The Minister knows there was a lot of hostility about that decision between the Department and the chairman, the CEO and the bank itself. Last week, we read the chairman, Alan Dukes, wrote serious letters complaining about the individual to the Department. This hostility was not good enough from the bank's perspective. On whose behalf did it think it was acting? Did these people forget they were acting essentially as agents of the State? It was outrageous carry on and the demonisation of the Department of Finance which has happened subsequently is equally outrageous. I have not noted anyone from the Government contradicting what the chairman, Alan Dukes, said about Department of Finance officials in any shape or form and this is wrong. Someone should stand up for the civil servants who raised legitimate questions.

Why were these concerns withheld from the Dáil for so long? Four months and 13 parliamentary questions later, Deputy Murphy eventually got some detail because freedom of information was hurriedly coming down the tracks. Why did the Minister not tell the Dáil about the list of concerns which has now been documented in freedom of information documents? Why was it withheld from the Dáil? Was the Minister afraid of upsetting somebody or upsetting the apple cart? Was it better to leave well alone? No one can quite understand why this information was withheld for so long from the Dáil, and Deputy Catherine Murphy in particular, in the context of the liquidation of IBRC when we were told everything was grand and everybody was good and behaving. We then learned from the documents much later that everything was not grand.

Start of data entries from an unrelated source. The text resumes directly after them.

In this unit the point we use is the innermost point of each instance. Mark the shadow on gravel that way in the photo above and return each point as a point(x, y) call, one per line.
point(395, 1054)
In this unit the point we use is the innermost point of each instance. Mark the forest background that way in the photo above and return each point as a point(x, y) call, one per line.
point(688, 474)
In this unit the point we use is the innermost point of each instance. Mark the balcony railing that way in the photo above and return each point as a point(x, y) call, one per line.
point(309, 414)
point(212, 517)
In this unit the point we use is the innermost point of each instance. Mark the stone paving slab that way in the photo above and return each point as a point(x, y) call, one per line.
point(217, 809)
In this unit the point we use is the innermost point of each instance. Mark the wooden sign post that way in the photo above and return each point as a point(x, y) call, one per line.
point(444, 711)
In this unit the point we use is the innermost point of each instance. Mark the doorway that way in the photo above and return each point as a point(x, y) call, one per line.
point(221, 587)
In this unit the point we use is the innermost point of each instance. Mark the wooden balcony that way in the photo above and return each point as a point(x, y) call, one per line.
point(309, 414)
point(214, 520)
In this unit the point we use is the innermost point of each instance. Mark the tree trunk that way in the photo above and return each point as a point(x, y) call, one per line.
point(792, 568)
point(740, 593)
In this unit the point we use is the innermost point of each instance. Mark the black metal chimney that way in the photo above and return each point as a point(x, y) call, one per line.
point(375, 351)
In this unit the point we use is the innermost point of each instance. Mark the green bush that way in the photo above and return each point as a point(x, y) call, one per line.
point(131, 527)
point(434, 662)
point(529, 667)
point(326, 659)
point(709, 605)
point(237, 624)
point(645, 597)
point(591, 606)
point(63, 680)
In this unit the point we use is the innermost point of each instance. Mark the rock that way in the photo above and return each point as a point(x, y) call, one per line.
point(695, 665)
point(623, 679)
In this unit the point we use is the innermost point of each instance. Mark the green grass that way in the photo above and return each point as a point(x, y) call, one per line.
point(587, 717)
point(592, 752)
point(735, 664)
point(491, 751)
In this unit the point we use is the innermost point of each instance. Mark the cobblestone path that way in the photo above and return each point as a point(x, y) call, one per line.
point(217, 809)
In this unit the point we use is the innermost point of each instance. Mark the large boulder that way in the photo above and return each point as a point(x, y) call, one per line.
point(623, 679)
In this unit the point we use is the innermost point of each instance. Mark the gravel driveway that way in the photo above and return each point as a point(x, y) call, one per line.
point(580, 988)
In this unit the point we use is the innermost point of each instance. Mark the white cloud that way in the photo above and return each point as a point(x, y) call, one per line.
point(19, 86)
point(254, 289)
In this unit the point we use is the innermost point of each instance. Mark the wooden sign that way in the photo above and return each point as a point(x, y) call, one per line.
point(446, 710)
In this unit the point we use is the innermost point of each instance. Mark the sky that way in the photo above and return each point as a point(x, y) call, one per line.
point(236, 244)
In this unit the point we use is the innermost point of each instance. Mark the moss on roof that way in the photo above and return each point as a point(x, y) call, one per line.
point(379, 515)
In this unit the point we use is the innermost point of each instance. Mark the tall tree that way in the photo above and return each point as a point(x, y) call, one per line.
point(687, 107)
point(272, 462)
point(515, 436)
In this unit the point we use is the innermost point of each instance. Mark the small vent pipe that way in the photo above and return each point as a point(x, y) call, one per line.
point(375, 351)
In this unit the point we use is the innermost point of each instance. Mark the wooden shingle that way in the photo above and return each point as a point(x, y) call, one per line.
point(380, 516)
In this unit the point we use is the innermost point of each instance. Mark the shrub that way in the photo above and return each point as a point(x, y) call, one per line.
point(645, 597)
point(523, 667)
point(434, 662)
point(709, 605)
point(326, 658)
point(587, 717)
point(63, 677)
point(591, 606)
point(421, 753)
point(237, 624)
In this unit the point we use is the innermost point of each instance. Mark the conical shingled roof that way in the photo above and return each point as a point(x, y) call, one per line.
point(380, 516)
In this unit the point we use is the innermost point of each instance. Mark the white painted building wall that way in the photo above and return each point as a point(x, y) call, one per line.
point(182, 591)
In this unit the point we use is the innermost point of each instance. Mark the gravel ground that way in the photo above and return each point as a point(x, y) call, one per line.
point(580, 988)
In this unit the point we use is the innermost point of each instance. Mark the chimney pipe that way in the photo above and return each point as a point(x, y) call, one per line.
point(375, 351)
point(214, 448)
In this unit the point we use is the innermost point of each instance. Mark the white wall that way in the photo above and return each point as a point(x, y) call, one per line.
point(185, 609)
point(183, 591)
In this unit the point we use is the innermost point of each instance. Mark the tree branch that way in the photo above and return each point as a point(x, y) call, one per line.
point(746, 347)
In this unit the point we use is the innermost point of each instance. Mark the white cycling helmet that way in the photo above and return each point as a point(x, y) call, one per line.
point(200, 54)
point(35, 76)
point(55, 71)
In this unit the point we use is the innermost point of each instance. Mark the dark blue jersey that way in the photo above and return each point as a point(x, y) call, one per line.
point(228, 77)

This brings me to the nature and type of the investigation. It is a fundamental error of judgment to appoint the same company involved in advising on the sale to investigate the sale. Do not give me the stuff about Chinese walls and different divisions; with regard to a conflict of interest and the perception of a conflict of interest, it is a no-brainer and an error of judgment on the Minister's behalf. The Labour Party is going along with it, although the Tánaiste told me she wanted an independent competent authority. I do not understand why the Government is ramming through this particular mode of inquiry. It suggests an arrogance and a detachment from public anger. There is arrogance, perhaps because of the overall majority, that the Government can ram through whatever it likes and can stitch this into an inquiry with a narrow remit, because many of the issues I have outlined will not be covered, and we will be told whether there are material deficiencies and that it meets normal commercial sale standards. This is all it will be asked to come up with. It is a stitch up in many respects to get the outcome the Government wants in the time covered.

It is wrong to proceed on the basis the Minister has decided to proceed with regard to satisfying genuine public interest provoked by the concerns of civil servants in the Department of Finance, primarily with regard to the conduct of IBRC in these large transactions and the sale of Siteserv.